The capitalist could not compete in the labor market with labor itself, when labor employed its skill and force in its own behalf. If the mine which was made to produce wealth for capital and peril, distress and death for labor, became valueless, because there was no longer a force to work it, whose fault was that?

We did not steal the gold which glistened in its dark caverns!

We did not rob the capitalist of the labor which he owned!

The labor of men and women was not his vested right, like his mine. He had preached the merits of competition and we had simply competed for and won the labor force that dug his mine.

Now the mine was worthless because the men who made it would no longer work it. What did the Co-opolitan Association do which was immoral? Having taken its labor force and set it at work for itself, this mine had no value except if the labor force could be restored to it.

Capital could not do it. The Co-opolitan Association could. We purchased it for what it was worth without the labor force, which nobody owned. We could never have done this if capital had been able to work that same force and steal its products. Yet the newspaper press of that day denounced us as immoral and was effusive in its praise of the competitive system.

The Great Council at this session provided for a Supreme Judicial Court and as many County Courts as there were counties. The purpose of this system was to secure the proper administration of justice.

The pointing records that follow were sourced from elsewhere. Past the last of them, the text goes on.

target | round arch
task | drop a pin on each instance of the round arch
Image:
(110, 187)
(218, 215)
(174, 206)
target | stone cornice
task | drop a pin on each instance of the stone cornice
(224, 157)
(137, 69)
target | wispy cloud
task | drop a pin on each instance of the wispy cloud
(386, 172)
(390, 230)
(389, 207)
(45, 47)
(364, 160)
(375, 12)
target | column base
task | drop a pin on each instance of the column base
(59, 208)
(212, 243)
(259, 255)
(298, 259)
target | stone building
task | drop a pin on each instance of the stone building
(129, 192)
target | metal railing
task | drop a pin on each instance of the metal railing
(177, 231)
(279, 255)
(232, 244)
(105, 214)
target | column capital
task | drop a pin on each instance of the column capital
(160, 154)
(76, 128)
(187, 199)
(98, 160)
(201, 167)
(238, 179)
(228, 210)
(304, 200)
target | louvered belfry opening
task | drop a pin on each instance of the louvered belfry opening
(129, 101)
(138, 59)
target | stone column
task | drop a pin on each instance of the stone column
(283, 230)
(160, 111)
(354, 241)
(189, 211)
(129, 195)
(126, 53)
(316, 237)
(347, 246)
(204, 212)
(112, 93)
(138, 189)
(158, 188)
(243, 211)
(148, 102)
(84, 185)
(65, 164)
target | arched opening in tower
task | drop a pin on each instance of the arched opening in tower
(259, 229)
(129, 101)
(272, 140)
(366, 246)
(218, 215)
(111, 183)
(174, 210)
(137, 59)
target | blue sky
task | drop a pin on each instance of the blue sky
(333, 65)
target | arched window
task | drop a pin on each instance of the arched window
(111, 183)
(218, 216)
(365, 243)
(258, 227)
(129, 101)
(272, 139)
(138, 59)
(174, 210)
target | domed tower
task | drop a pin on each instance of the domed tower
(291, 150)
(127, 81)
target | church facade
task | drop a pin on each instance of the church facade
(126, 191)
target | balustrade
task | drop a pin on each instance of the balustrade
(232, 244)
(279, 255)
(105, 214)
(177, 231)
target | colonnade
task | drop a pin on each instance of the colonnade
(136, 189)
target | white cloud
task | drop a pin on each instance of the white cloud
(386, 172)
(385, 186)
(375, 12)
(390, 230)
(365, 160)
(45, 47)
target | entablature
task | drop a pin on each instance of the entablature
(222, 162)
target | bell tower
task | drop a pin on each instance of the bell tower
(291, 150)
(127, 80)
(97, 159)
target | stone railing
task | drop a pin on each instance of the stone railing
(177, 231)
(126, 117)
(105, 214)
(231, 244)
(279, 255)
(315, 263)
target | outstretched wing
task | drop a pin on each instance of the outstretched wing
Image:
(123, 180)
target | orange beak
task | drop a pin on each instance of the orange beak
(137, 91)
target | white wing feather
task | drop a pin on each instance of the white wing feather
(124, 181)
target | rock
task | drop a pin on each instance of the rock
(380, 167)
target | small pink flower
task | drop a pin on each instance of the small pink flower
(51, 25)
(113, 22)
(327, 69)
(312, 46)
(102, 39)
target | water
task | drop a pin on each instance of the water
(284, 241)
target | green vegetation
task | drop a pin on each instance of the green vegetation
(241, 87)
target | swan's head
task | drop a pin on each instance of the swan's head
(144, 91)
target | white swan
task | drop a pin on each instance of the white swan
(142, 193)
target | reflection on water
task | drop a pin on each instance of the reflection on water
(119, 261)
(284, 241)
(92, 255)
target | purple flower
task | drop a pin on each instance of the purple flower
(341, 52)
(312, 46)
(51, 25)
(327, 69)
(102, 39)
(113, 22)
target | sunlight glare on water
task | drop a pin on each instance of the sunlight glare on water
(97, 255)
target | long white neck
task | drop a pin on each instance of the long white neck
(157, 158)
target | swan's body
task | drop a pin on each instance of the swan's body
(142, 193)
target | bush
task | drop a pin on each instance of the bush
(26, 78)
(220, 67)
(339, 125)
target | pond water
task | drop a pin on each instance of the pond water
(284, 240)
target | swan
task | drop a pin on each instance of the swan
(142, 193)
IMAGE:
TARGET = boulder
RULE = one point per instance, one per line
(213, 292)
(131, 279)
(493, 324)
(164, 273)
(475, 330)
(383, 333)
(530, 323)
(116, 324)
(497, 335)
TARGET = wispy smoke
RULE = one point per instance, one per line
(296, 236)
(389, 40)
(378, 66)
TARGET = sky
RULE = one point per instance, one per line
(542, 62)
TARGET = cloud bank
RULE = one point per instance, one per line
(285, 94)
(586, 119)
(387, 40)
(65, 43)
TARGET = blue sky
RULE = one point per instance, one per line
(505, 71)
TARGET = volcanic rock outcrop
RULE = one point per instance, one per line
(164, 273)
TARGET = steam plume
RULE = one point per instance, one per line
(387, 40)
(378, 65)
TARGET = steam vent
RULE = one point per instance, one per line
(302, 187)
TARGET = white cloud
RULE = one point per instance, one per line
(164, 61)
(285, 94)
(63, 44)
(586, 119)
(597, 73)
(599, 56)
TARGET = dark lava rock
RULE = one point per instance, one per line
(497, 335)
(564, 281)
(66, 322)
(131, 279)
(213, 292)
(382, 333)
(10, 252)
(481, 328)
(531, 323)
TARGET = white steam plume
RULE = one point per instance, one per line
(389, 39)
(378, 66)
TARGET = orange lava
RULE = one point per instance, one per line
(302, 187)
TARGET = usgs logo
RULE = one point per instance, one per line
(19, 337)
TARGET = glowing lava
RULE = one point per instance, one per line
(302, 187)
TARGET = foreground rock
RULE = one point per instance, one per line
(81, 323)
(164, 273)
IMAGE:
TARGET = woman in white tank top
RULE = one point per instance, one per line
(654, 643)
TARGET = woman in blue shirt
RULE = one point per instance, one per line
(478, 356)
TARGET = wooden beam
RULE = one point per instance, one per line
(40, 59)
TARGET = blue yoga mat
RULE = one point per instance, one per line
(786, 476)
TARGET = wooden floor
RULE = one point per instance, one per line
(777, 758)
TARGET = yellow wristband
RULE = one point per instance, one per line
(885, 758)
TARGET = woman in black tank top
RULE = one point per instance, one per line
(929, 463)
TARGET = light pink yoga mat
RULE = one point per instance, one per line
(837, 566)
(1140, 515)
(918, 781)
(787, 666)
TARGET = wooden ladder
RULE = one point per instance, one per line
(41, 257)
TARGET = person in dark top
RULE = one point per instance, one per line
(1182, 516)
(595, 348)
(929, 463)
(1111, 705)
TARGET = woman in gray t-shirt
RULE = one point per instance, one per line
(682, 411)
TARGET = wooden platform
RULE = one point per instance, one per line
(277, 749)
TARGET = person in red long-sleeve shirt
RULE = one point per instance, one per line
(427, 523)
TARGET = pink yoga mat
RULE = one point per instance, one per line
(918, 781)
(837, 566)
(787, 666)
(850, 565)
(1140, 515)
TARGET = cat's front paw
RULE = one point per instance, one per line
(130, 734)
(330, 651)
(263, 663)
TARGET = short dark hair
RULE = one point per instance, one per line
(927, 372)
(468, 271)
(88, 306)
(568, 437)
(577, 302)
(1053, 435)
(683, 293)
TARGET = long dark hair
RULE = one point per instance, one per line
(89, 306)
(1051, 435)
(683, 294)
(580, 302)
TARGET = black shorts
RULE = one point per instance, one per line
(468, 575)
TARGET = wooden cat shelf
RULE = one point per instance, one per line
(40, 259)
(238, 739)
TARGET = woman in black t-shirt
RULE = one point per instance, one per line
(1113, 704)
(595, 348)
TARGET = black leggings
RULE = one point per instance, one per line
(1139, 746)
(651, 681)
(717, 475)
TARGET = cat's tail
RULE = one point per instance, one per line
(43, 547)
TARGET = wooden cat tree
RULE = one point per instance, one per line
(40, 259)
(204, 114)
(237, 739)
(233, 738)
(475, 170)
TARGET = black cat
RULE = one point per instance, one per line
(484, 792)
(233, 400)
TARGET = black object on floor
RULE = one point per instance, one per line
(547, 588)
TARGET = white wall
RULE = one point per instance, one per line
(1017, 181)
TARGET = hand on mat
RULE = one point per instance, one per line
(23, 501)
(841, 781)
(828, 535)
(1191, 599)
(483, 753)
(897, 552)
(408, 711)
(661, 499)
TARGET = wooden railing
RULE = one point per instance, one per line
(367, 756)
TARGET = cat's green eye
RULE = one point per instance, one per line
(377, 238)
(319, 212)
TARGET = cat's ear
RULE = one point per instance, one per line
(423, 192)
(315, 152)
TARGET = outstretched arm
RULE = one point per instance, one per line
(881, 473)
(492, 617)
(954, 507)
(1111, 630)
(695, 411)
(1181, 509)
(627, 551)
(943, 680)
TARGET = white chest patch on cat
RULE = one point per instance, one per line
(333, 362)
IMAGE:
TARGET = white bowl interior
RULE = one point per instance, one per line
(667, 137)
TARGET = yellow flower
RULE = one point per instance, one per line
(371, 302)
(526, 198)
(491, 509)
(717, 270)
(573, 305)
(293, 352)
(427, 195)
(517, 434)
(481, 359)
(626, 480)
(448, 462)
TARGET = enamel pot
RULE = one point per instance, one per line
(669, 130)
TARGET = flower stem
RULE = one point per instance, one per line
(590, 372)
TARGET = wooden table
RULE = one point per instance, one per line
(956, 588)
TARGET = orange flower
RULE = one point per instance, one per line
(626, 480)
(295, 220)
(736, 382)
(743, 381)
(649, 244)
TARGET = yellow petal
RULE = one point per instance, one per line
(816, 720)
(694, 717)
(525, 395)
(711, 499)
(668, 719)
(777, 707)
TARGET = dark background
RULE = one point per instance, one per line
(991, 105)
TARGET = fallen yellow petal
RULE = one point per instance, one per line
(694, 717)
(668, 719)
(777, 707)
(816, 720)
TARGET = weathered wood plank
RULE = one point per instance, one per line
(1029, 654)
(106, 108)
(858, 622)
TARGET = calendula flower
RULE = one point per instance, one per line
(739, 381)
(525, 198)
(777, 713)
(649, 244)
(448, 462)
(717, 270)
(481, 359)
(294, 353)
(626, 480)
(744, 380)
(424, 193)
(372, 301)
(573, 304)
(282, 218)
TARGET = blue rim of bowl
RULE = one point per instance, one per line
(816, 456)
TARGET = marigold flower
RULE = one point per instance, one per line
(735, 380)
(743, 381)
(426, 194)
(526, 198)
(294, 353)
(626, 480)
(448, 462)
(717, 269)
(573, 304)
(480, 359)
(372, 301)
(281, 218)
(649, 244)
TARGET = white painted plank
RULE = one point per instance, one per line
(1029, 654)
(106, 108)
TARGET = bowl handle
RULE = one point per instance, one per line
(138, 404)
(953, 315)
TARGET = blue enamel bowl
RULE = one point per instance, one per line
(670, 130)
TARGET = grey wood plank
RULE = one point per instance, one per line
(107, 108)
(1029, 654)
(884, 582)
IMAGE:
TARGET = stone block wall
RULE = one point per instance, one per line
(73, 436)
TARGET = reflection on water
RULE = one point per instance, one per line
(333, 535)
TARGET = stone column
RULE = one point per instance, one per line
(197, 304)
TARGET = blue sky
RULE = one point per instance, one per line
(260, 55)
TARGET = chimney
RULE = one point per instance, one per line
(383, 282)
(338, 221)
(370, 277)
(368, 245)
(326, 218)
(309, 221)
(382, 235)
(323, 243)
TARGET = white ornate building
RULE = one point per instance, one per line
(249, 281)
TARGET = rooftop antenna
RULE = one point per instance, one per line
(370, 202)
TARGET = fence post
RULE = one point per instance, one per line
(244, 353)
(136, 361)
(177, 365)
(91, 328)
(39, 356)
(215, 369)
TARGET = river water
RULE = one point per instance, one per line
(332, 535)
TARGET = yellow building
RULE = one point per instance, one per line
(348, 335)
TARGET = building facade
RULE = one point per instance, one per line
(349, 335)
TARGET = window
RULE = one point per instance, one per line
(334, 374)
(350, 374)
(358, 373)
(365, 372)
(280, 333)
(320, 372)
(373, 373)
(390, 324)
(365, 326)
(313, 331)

The Supreme Court was not authorized to decide any question of the constitutionality of a law enacted by the Great Council adversely, but if in their opinion such law was unconstitutional they were required to certify the same, with their reasons, to the Great Council for review. The jury system was preserved, with the exception that in civil cases a majority of the jury decided. Many radical changes were effected by this Great Council, but those mentioned were the most sweeping.

The Great Council of 1904, perhaps because it was unhandicapped by precedents, was the most memorable, for the swiftness and merit of its legislative work, of any session which has occurred since. Its successors had been, in a very marked degree, required by public sentiment to conform to its standards.

Humanity, as all history proves, when once it accepts a system, whether good or bad, is loath to abandon it, and permits it to be changed only when the necessity for change is made apparent by experiences often of the most distressing nature. For this reason revolution has rarely ever produced lasting results except in the mere form, and not in the substance and spirit of things. If it be contended that society has undergone great changes in those respects let it be remembered that evolution, not revolution, did it.